- Conquest of Uppsala: Part of Swedish War of Liberation
| Date | 19 May 1521 |
| Location | Uppsala, Sweden59°51′29″N 17°38′41″E﻿ / ﻿59.85806°N 17.64472°E |
| Result | Swedish victory |
| Territorial changes | Uppsala captured by Swedish rebels |

Belligerents
- Sweden: Denmark

Commanders and leaders
- Jöns Olofsson † Lars Eriksson: Bengt Bjugg

= Conquest of Uppsala =

1521 battle of the Swedish War of Liberation

The Conquest of Uppsala (Erövringen av Uppsala) was a part of the Swedish War of Liberation that took place on 19 May 1521. After defeating a Danish counter-attack outside Västerås, Vasa sent two of his military commanders, Jöns Olofsson and Lars Eriksson, to take control of the eastern province of Uppland. After passing through the hundreds of Simtuna and Torstuna, Jöns Olofsson was met by local Danish commander Bengt Bjugg and his forces, who defeated the rebels and killed Olofsson.

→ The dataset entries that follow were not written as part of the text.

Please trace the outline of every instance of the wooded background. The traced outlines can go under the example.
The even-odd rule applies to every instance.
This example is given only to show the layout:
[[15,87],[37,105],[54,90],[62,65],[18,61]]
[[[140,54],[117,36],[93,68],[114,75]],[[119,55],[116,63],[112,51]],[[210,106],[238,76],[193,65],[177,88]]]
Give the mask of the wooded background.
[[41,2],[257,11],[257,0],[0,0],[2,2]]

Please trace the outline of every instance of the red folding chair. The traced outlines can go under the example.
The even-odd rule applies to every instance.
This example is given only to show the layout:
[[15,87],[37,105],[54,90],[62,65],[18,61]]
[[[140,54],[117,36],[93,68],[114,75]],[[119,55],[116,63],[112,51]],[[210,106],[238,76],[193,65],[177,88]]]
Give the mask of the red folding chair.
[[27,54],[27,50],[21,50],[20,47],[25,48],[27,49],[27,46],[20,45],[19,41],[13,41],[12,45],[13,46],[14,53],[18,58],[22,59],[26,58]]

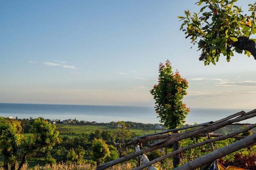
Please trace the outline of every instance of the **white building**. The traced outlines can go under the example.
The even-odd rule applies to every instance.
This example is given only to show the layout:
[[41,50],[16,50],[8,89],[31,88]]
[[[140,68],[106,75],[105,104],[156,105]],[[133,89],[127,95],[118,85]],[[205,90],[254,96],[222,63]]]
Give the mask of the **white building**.
[[162,129],[163,128],[163,126],[160,126],[160,125],[159,125],[159,124],[157,124],[157,126],[155,126],[155,129]]

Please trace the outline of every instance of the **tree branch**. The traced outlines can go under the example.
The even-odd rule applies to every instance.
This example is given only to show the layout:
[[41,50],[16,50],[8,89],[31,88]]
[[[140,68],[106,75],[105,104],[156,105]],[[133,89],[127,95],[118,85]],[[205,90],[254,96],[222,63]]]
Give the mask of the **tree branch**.
[[247,50],[252,55],[256,60],[256,43],[245,37],[238,38],[238,41],[234,43],[235,46],[242,50]]

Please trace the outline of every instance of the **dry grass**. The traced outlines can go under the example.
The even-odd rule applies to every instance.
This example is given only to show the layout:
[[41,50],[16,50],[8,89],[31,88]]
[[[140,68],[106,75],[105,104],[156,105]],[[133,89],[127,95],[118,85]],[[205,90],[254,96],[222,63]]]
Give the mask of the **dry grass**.
[[[17,167],[18,168],[18,167]],[[106,170],[130,170],[135,168],[130,163],[127,163],[120,165],[114,166]],[[34,167],[29,168],[27,163],[25,163],[21,170],[95,170],[96,166],[90,163],[82,165],[66,164],[61,163],[58,164],[51,165],[47,164],[45,166],[37,165]],[[0,170],[4,170],[2,167],[0,168]]]

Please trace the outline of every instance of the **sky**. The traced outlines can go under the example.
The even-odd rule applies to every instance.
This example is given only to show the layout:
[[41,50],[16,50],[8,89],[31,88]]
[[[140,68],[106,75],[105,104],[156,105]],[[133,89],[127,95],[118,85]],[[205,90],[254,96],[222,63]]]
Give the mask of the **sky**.
[[253,57],[205,66],[180,31],[196,2],[1,1],[0,103],[153,106],[168,59],[189,82],[188,107],[255,108]]

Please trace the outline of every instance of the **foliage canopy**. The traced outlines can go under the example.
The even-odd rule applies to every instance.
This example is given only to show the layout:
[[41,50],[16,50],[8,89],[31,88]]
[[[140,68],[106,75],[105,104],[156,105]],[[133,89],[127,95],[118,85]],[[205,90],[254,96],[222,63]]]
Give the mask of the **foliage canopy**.
[[[33,135],[27,139],[24,137],[20,121],[0,117],[0,152],[4,156],[4,167],[6,170],[9,166],[15,170],[17,160],[22,155],[21,161],[18,170],[25,163],[27,157],[37,151],[44,151],[59,142],[58,132],[55,126],[40,118],[35,119],[33,128],[30,130]],[[19,152],[18,152],[19,150]]]
[[189,113],[189,108],[182,101],[187,94],[188,83],[179,72],[173,73],[168,60],[165,65],[160,63],[159,73],[158,84],[150,91],[155,100],[155,111],[166,127],[175,128],[185,123],[186,116]]
[[256,2],[249,4],[249,15],[235,5],[238,0],[200,0],[203,4],[198,13],[185,11],[185,16],[179,16],[183,22],[180,30],[197,44],[202,53],[200,60],[205,65],[215,65],[221,54],[229,62],[234,51],[251,55],[256,60],[256,39],[250,36],[256,33]]

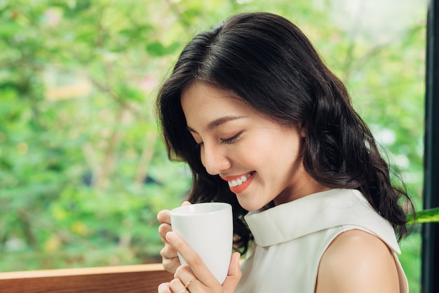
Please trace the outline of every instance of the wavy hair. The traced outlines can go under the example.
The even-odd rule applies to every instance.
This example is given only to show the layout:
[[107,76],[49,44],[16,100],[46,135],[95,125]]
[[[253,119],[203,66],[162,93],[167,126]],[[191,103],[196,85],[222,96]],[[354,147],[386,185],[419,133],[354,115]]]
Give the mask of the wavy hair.
[[232,16],[196,35],[182,51],[161,86],[157,114],[171,160],[192,172],[192,203],[232,205],[236,248],[246,250],[252,235],[227,183],[209,175],[187,130],[180,104],[183,90],[197,81],[234,92],[256,111],[284,125],[302,123],[305,170],[327,187],[356,189],[394,227],[407,233],[400,199],[405,188],[392,184],[389,164],[370,129],[353,109],[343,83],[324,64],[293,23],[268,13]]

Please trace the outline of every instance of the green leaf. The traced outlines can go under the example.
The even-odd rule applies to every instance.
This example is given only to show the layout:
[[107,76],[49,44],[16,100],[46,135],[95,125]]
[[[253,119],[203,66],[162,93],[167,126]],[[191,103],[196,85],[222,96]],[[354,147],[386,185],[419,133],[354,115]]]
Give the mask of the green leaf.
[[415,219],[413,214],[409,214],[408,222],[409,224],[439,222],[439,207],[417,212]]

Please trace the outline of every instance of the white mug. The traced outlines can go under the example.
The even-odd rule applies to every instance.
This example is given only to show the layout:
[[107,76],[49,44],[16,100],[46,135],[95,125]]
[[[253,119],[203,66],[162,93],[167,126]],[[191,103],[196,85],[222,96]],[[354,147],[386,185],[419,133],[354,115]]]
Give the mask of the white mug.
[[[231,205],[224,203],[203,203],[170,211],[173,231],[201,257],[222,284],[227,277],[233,245]],[[179,254],[182,264],[186,261]]]

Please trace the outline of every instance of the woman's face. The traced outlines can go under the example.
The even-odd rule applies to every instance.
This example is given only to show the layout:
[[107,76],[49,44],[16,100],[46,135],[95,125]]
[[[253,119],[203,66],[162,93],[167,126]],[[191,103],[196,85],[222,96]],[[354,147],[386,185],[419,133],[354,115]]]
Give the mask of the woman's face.
[[232,92],[195,82],[184,90],[187,128],[199,144],[207,172],[229,182],[241,205],[259,210],[324,189],[305,171],[305,135],[244,104]]

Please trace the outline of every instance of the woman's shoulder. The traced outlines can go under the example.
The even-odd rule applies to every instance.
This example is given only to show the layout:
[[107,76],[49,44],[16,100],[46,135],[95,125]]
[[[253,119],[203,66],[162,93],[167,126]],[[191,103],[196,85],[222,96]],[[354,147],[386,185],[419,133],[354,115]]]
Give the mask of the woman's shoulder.
[[375,236],[358,229],[338,235],[323,254],[316,292],[399,292],[391,249]]

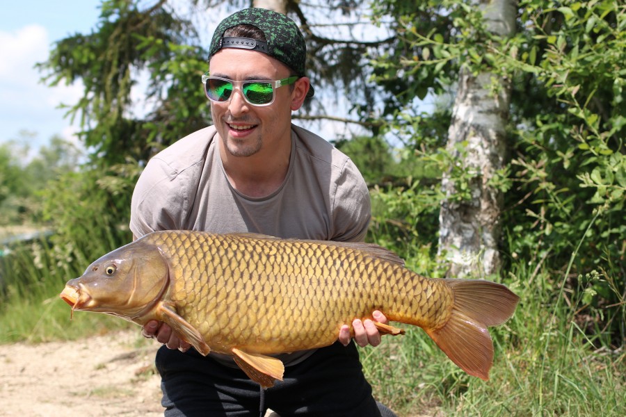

Lars Eriksson had by then reached Enköping, where he met Bjugg, and forced his troops on a retreat to Uppsala. The Danes had yet no clear view of the rebellion's full scope, and did not believe that Uppsala would be attacked any time soon. The Swedish peasant army attacked on the night between the 18th and 19 May, after the mass of Eric the Saint had been celebrated in the city, catching the Danish forces by surprise. The archbishop's residence was attacked and soon taken. Bengt Bjugg managed to escape to Stockholm, but within soon died of an infected arrow wound.

The peasant army's victory was only temporary. Shortly after Gustav Vasa left his camp outside Västerås and headed to Uppsala, three weeks after the city's conquest, the local archbishop attacked, forcing Gustav to flee. He was almost captured by the pursuing enemy by Läby ford. However, he managed to rally more troops and by the time of Midsummer the same year he had pushed back the Danish governmental forces.